Can Adjusting Limits On Sponsored Immigrants Help with Labor Shortage?
While job vacancies are on the rise, the backlog of eligible immigrants waiting for lawful permanent residency in the United States reached a new high: over 9 million, with the majority of them waiting in other countries. Most of these immigrants are eligible for lawful permanent residency and have a family member or employer who may sponsor them.
The issue is that they are being forced to wait because of administrative and procedural delays or a lack of room due to annual legal immigration limitation limits. The delays are due to antiquated bureaucratic methods, such as a paper-only filing system and a ban on web-based interviewing, as well as unclear pandemic protocols, which have reduced the capacity of most US consulates.
The main issue is that Congress has set very low limits on the number of families and employer-sponsored immigrants, which were last adjusted in 1990, more than three decades ago.
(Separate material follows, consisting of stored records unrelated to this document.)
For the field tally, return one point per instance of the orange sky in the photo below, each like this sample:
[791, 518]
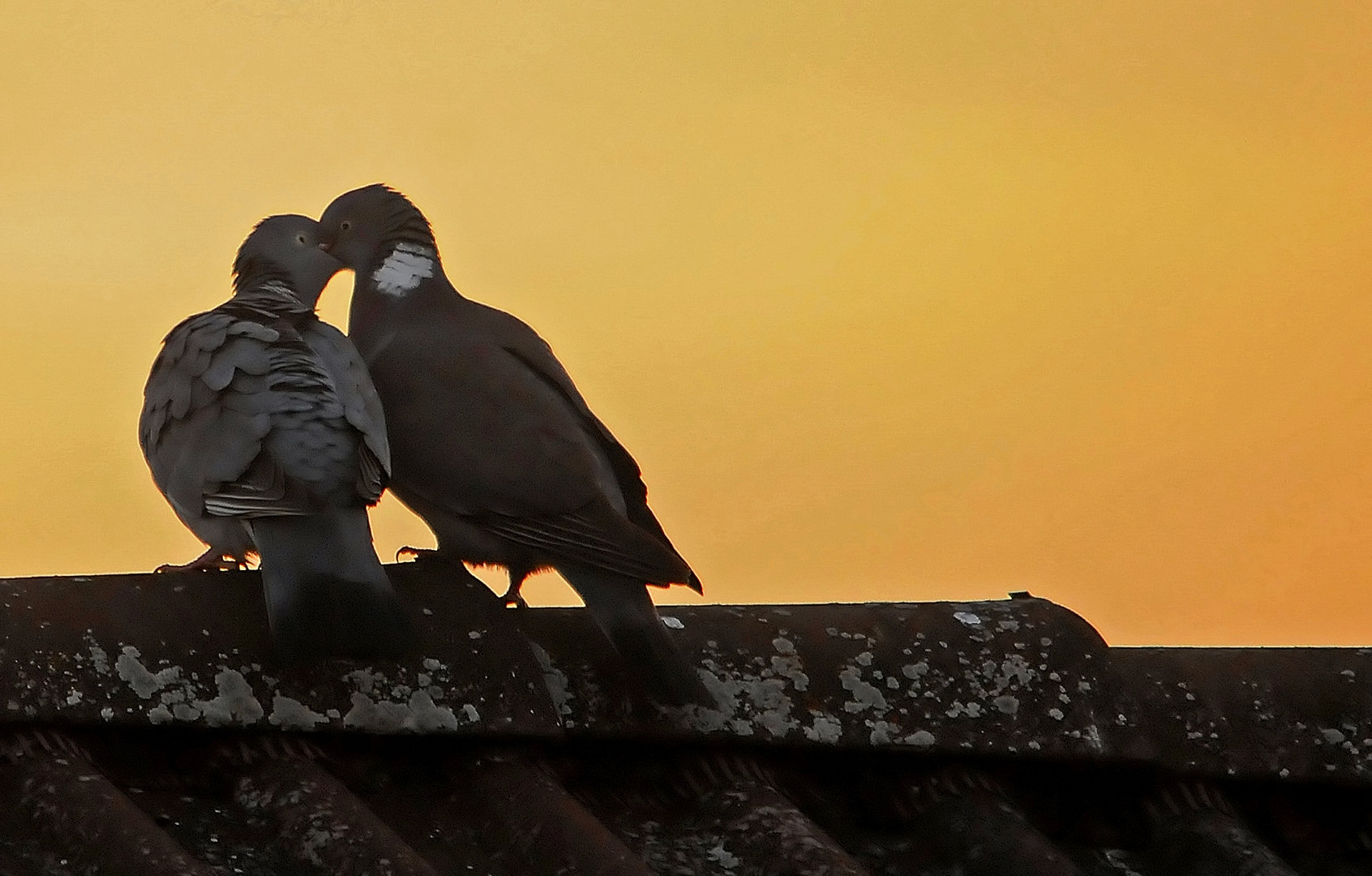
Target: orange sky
[890, 299]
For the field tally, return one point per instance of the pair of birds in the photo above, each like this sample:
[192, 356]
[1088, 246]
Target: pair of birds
[271, 433]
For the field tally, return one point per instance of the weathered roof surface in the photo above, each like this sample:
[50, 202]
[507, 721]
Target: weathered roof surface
[144, 729]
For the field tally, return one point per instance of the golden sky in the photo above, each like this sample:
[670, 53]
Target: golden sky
[892, 301]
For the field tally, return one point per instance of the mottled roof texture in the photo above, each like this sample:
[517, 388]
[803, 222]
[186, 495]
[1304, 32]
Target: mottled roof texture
[147, 731]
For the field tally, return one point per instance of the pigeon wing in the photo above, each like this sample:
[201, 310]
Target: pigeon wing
[495, 444]
[208, 408]
[361, 406]
[525, 344]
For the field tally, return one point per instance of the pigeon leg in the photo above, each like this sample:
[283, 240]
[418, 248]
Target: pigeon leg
[511, 598]
[210, 560]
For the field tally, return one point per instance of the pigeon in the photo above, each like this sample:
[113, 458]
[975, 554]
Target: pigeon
[494, 447]
[265, 436]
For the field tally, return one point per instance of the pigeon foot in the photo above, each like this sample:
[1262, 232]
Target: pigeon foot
[210, 560]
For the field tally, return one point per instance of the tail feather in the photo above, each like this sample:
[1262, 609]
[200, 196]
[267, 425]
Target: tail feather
[327, 595]
[626, 614]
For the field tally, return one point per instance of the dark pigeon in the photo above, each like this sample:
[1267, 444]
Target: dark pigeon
[265, 434]
[495, 448]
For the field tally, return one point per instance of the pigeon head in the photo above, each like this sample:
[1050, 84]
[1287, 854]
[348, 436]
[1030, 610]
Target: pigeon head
[365, 227]
[285, 250]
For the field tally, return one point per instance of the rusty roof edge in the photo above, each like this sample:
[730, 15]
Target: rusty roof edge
[192, 650]
[1020, 677]
[1284, 713]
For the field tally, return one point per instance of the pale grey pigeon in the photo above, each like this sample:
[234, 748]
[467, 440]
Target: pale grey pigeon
[265, 434]
[495, 448]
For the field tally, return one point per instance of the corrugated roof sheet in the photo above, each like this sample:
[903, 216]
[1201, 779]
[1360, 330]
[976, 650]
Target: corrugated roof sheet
[146, 729]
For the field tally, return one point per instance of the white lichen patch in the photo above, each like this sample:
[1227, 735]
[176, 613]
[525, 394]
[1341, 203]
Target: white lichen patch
[235, 702]
[866, 695]
[138, 676]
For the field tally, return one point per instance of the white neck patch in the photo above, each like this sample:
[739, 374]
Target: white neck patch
[404, 269]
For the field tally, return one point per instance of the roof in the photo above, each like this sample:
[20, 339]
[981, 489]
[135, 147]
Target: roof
[146, 728]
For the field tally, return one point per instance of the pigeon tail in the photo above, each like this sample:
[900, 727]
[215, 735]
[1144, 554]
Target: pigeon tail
[327, 595]
[626, 614]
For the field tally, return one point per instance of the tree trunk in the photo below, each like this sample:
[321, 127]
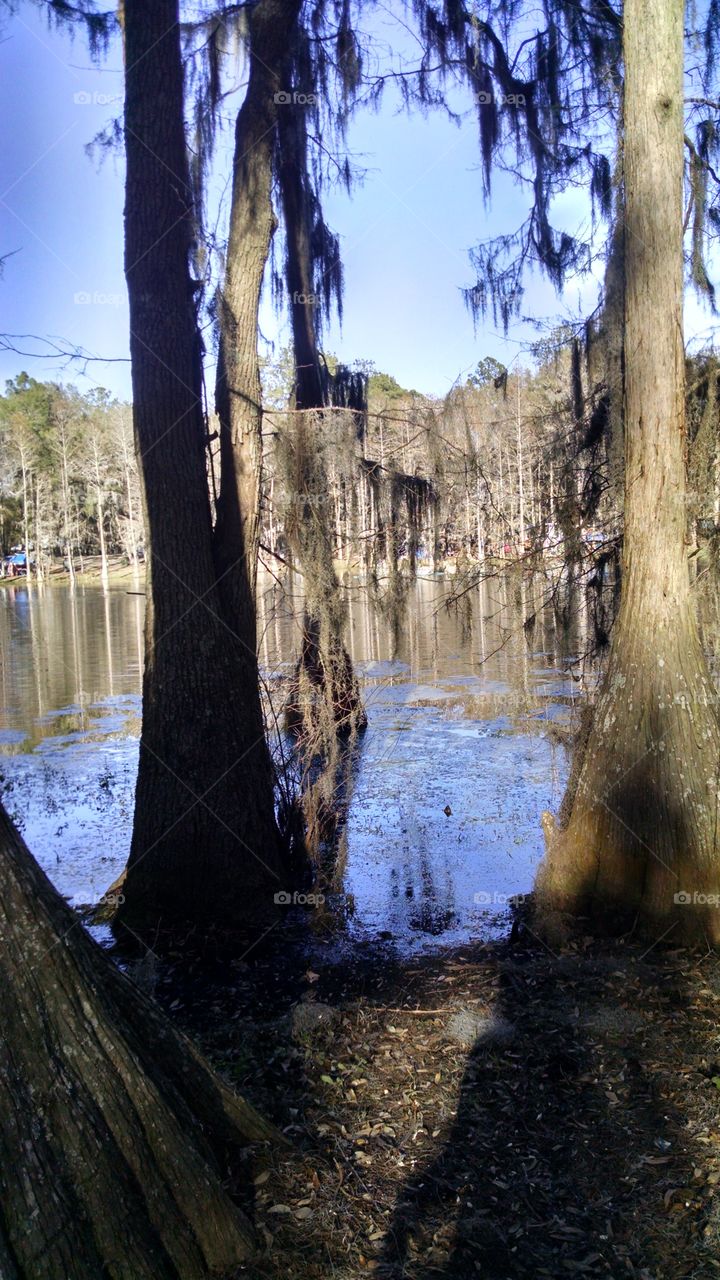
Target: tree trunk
[638, 835]
[114, 1133]
[104, 576]
[238, 391]
[205, 846]
[324, 698]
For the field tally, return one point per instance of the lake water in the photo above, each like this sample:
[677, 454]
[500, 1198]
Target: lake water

The total number of immigrants sponsored by family and employers is limited to 366,000 per year. In just one month in 2021, there were more than 30 times as many job vacancies.
This 30-year moratorium on cap hikes is absurd. Since 1990, the US economy has more than doubled, adding 35 million new families. The family and employment-based immigration limitations should have adjusted to keep up, but they haven’t, and the government is wasting tens of thousands of the limited cap slots this year as well due to administrative delays.
The Way Forward
The remedy is simple: Congress should alter the arbitrary caps on eligible legal immigrants. It should require the executive branch to implement streamlined procedures for processing these applications in order to ensure that workers may enter the US in time to satisfy the needs of their employers.